2) Put Out Change Jars
Most people use electronic payments these days and the small amount of change we do gather, almost nobody cares about. There are many different ways to partner with restaurants and if you want to five your fundraiser a unique flavor, surprise your restaurant partners by asking to put out change jars in their waiting areas along with a flyer or two explaining your group and the mission trip that customers could be funding. You can put out clear jars marked with goal lines to motivate people to give or spend some time decorating the jars with construction paper or paint pens. With enough change jars around town, you can build up a surprising amount of money from this literally small-change method.
3) Open a Sunday Afternoon Coffee Shop
Sometimes a mission group will open a small restaurant night and take catering payment for plates or sell doughnuts on Sunday morning. A fun twist on the usual idea is to open a little coffee shop project on Sunday afternoon instead. Invite people who are still feeling chatty after church to enjoy some hot mochas, cappuccinos, and a few pastries.
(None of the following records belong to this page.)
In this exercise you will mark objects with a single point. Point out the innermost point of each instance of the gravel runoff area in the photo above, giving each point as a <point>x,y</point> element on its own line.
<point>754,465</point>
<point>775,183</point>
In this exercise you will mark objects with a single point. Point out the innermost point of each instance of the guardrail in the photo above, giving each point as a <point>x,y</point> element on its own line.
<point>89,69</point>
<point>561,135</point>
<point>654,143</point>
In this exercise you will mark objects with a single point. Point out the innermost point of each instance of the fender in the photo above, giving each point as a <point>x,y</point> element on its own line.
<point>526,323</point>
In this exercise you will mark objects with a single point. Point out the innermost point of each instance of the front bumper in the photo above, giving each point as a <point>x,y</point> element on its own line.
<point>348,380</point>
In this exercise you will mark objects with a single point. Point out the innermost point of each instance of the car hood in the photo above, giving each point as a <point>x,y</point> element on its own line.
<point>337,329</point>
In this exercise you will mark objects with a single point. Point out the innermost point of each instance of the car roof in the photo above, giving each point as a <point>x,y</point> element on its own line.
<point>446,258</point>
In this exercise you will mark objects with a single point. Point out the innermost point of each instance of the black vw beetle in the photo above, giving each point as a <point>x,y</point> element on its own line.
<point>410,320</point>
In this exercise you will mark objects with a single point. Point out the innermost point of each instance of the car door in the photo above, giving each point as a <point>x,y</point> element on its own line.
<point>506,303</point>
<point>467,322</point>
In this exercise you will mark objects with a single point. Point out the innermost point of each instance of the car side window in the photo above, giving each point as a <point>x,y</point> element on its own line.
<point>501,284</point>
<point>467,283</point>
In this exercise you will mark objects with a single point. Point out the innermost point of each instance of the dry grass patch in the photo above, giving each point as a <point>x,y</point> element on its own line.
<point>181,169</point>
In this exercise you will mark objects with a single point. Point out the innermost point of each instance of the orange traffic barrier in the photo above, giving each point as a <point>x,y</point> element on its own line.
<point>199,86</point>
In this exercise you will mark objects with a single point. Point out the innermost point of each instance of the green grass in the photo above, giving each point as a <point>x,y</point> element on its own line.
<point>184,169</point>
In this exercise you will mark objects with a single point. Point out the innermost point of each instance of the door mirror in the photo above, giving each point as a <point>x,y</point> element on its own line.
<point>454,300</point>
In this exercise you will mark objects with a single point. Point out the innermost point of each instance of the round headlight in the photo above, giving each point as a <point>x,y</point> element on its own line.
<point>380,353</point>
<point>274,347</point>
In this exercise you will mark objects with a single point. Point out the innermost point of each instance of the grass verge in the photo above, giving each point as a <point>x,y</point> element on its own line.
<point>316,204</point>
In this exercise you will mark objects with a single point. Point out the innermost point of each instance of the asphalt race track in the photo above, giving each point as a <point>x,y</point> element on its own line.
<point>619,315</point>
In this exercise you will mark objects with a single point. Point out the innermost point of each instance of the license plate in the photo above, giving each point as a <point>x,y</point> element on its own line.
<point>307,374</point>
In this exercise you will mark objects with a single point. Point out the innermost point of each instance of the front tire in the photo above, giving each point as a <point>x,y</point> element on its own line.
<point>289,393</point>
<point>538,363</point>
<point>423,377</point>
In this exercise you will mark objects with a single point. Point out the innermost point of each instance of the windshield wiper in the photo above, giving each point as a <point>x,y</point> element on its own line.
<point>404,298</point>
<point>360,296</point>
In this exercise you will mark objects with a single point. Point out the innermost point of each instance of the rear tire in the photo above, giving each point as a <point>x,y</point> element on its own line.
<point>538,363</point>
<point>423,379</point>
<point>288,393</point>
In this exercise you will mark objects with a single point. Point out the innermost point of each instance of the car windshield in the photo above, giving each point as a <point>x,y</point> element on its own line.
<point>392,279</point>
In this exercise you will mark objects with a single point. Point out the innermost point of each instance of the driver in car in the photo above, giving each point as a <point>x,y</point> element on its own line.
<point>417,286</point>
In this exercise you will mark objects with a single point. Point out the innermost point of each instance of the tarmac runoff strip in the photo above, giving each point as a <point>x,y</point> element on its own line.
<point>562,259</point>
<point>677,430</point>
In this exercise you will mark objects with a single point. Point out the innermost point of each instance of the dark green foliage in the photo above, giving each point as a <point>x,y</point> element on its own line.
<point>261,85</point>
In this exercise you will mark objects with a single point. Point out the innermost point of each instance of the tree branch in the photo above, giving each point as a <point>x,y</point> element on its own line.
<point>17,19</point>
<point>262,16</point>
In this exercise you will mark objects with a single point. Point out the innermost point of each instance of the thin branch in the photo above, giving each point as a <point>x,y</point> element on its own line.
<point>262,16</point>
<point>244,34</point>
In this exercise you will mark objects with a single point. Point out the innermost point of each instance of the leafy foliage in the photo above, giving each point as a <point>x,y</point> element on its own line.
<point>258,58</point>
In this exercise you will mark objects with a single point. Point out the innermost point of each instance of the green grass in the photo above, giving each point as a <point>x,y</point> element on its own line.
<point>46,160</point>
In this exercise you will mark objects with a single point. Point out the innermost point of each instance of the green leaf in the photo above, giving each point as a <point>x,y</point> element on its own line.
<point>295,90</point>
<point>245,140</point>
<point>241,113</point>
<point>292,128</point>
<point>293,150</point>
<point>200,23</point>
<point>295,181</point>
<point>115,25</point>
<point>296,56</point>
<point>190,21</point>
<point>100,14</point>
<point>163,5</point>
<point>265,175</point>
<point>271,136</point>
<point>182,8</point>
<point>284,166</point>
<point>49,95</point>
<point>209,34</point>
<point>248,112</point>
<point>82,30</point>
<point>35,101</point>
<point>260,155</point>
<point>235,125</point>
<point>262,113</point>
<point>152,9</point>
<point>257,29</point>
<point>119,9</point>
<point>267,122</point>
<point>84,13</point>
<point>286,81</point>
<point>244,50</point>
You can boost your appeal by making your cafe much more kid-friendly than most trendy coffee places and be prepared to make a lot of mild drinks like hot chocolate and cider for the little ones. If you want to play up the ambiance and encourage your neighbors to really enjoy the fundraiser, wear a uniform item of some sort that’s easy to throw on over your church clothes.
4) Wrap Christmas Gifts for the Community
How many people do you know for whom the wrapping is by far the hardest part of the holiday season? Some people try hard, but you can always tell the presents that they wrapped under the tree, others are willing to take hours to wrap each present meticulously. Some are stealth non-wrappers and somehow find ways every year simply to get other people to wrap their gifts, and we’ve known them all.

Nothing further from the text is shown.